I have a guys’ night with my two best friends, Paul and Serge, that’s been running since we were in our 20s.
Over the years, we’ve traded the PBR for nice wine and the cheap cigarettes for cigars, but the idea is basically the same: we get drunk and talk shit until we get tired and then put on a movie or play video games. Then Paul and I go back to our families, and Serge goes back to his single life.
We’d been drinking for maybe an hour when I started to feel funny. Not drunk, but actually kind of hyper, like I had a million thoughts racing through my head that I needed to tell someone.

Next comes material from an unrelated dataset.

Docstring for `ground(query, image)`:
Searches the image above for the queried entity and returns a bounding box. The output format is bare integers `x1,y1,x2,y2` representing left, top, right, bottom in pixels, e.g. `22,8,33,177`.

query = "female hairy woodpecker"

“It’s hitting you,” said Paul.
“I must be losing my tolerance,” I said. I barely drank these days. Too busy with two kids at home and my wife finishing nursing school.
Paul smirked a little. “Not the alcohol,” he said. “The other thing. The thing I added to the decanter. In vino, veritas!”
“What the hell are you talking about?” Serge asked, starting to look edgy.
Paul held up a small vial. “Well, I can’t pronounce the actual name of the thing, but it’s basically truth serum. Got it from one of the lab techs in my office. Crazy stuff. It actually works. Also kind of makes you feel like you’re on speed, which is kind of a bonus.”
“This is bullshit,” I said, getting up from the couch. “I’m out of here.”
Serge watched Paul with angry eyes, trying not to say anything. In all our years of friendship, we’d only had a handful of deeper talks.
“Come on,” said Paul, blocking the door. “What’s the problem with a little truth if you’ve got nothing to hide?”
“You want the truth, dude?” I asked. “How about I’m pretty fucking upset that someone I consider to be a friend decided to drug me against my will. Now get out of the way. I’m gonna go sleep this thing off.”
“Not until you tell me if you’re sleeping with Jess,” he said, suddenly much more serious.
I rolled my eyes. I realized it was taking all my willpower not to launch into a long tirade. I was holding in my words like they were piss after a long car ride. They needed to come out.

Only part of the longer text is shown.